The capital spending for Wal-Mart in 2015 will be aggressive, with plans to drop $11.8 billion to $12.8 billion. The primary focus of the company will be improved technology, e-commerce and omnichannel capabilities and small-store renovations.
For the current fiscal year, Wal-Mart anticipates to draw in roughly $480 million in sales, in line with Thomson Reuter’s forecasts. The company also plans to grow by a healthy 3 percent to 5 percent, adding as much as $24 billion in net sales.
Wal-Mart also plans to add as many as 265 new stores, which amounts to about 21 million square feet. For the sake of context, consider that New York City’s Central Park is 36.5 million square feet.
But the number generating all the buzz is the robust prediction of half a trillion dollars by 2016, largely fueled by innovations in e-commerce strategies. Wal-Mart expects to close out 2014 having captured $10 billion in internet sales.
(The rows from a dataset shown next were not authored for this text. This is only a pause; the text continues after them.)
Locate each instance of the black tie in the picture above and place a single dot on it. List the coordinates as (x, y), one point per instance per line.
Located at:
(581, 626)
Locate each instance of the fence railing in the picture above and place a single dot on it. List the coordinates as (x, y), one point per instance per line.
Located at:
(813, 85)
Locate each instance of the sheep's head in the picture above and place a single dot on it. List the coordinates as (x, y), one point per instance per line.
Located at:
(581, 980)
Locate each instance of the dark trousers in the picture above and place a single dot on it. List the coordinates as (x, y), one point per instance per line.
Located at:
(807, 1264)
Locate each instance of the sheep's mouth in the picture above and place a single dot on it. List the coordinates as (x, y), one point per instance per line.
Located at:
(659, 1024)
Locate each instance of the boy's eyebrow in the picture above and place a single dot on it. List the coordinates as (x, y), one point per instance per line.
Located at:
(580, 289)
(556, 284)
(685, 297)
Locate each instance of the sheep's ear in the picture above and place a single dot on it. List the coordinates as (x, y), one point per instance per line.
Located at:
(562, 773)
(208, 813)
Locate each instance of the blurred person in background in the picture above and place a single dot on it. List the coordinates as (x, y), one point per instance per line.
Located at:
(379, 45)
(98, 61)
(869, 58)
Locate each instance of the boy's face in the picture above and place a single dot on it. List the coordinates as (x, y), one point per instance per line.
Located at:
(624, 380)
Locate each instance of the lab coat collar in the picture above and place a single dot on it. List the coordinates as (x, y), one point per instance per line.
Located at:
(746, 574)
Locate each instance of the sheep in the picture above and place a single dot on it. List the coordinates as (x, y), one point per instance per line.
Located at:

Wal-Mart’s plans seem particularly ambitious given the economic doldrums experienced recently by other mammoth retailers like Sears and JC Penney’s, both struggling to halt contraction rather than aim for positive growth. Wal-Mart has also experienced its own challenges, especially with its international partners in Brazil, China and India.
Over the last fifty-two weeks, Wal-Mart’s stock has traded between $67.37 and $79.96.